Dirimbilim Günlüğü: Sisteki Kirpi, Kydoni, Zıp Zıp, Gis’óok

9 Eylül 2018

Burhaniye

Bir süredir kelebeklerden söz etmediğimiz bir gün bile geçmiyor. Amerika Açık Tenis Turnuvası’nda çift kadınlar finalinde oynayan T.Babos‘un eteğini görür görmez aklıma alıçkelebeğinin gelmesine şaşmadım bu yüzden. Erkekler finalinde de özgür kal düş gücüm!

Özgür Keşaplı Didrickson

10 Eylül

Burhaniye

Bugün yağmur yağdı. Serinliği ve kokusuyla yağmuru çok seviyorum. Bu yüzden ılıman yağmur ormanına sahip Güneydoğu Alaska’ya ilk gittiğimde çok yağmurlu oluşu çok hoşuma gitmişti. Alaska’ya yerleşmeden önce “Yağmur…Alaska’yla beni ilk buluşturan o” cümlesiyle başlayan bir şeyler karaladığımı biliyorum. Yılın 225 günü yağışlı olan Juneau’ya yerleştikten sonra ise bu cümleme anlamlı anlamlı gülümsemeye başladım. Bir yeri ziyaret etmekle orada yaşamanın ne denli farklı bir deneyim olduğunu yağmur sevgim üzerinden öğrenmiş oldum. Hiç dinmeyeceğini düşündürten Alaska yağmuruyla yaşarken, eşimin “Türkiye’yi nasıl buluyorsun?” sorusuna kısaca “kuru” demesini de yine anlamlı anlamlı gülümseyerek hatırlardım.

Yağmur ormanında belki yılın büyük bölümü yağışlı ama Ege yağmuru bambaşka bir şey. Onun yanında Alaska yağmuru çok sakin ve evcil kalıyor. Göğü boşaltarak sizi 2-3 dakikada bile sırılsıklam yapan Ege yağmurunu özlerdim orada yaşarken. Yağmurlar da birbirinin ikizi değil işte, doğalarına göre ıslatıyorlar, doğalarına göre özleniyorlar.

Yağmur deyince edebiyat nasıl gelmesin akla. Lisedeyken Ender Macun‘un “Yağmur uykusu” kitabını keşfetmiştik raflarda. Çok etkilemişti beni. Kitabım kaybolduğu için yeniden bulmalı. Bir de Oruç Aruoba‘nın “Tümceler” kitabında yazdıkları çok etkilemişti beni. Kitap yanımda değil ama “Bir ıhlamur ağacının üzerine yağan yağmur biraz da kokulanmaz mı?” gibi bir tümceydi sanırım. Öyle çok sevmiştik ki ıhlamur ağacımızın adını “Tümce” koymuştuk.

Yağmur kokusunu düşünürken internette bakındım biraz.
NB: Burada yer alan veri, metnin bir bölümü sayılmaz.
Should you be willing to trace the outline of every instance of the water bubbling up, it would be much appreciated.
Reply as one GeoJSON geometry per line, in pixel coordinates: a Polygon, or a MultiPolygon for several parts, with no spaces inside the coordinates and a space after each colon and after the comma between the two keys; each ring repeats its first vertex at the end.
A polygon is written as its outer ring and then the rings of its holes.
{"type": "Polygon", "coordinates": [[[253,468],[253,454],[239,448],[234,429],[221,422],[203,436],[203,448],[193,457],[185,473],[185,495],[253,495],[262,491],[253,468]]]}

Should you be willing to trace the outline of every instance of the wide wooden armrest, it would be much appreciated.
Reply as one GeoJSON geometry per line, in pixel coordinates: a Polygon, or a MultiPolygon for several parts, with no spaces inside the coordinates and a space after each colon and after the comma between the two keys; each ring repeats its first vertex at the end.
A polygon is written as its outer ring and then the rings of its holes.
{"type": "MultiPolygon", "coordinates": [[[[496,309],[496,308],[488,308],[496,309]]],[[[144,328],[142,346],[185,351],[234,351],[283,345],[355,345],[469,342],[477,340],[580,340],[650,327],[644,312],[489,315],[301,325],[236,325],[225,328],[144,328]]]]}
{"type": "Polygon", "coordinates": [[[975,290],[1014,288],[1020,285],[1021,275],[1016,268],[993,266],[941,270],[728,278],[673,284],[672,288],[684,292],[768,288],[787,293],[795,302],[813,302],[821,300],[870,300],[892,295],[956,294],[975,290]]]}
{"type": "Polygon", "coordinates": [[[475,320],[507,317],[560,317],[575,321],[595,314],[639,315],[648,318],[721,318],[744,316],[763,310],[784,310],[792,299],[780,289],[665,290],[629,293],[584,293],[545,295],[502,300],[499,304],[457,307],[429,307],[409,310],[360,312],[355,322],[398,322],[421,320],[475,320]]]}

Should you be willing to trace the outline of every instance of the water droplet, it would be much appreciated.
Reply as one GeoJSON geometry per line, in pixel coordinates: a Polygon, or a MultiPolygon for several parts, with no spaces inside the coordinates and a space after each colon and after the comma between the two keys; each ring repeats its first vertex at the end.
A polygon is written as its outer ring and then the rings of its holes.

Karşıma ne çıkacak diye. Ekşi Sözlük’te “Bakkhus” isimli yazarın yazdıkları hoşuma gitti;

“Yağan her yağmurun ardından (özellikle sonbaharda) bi anda tüm havayı kaplayan, tarifi zor; genelde toprak kokusu olarak nitelenen ama aslında hiç bi kokuya benzemeyen; insanin içinde mutluluk, yalnızlık, hüzün, sevinç, burukluk vs. gibi bir sürü karışık duygunun belirmesini sağlayan eşsiz koku…”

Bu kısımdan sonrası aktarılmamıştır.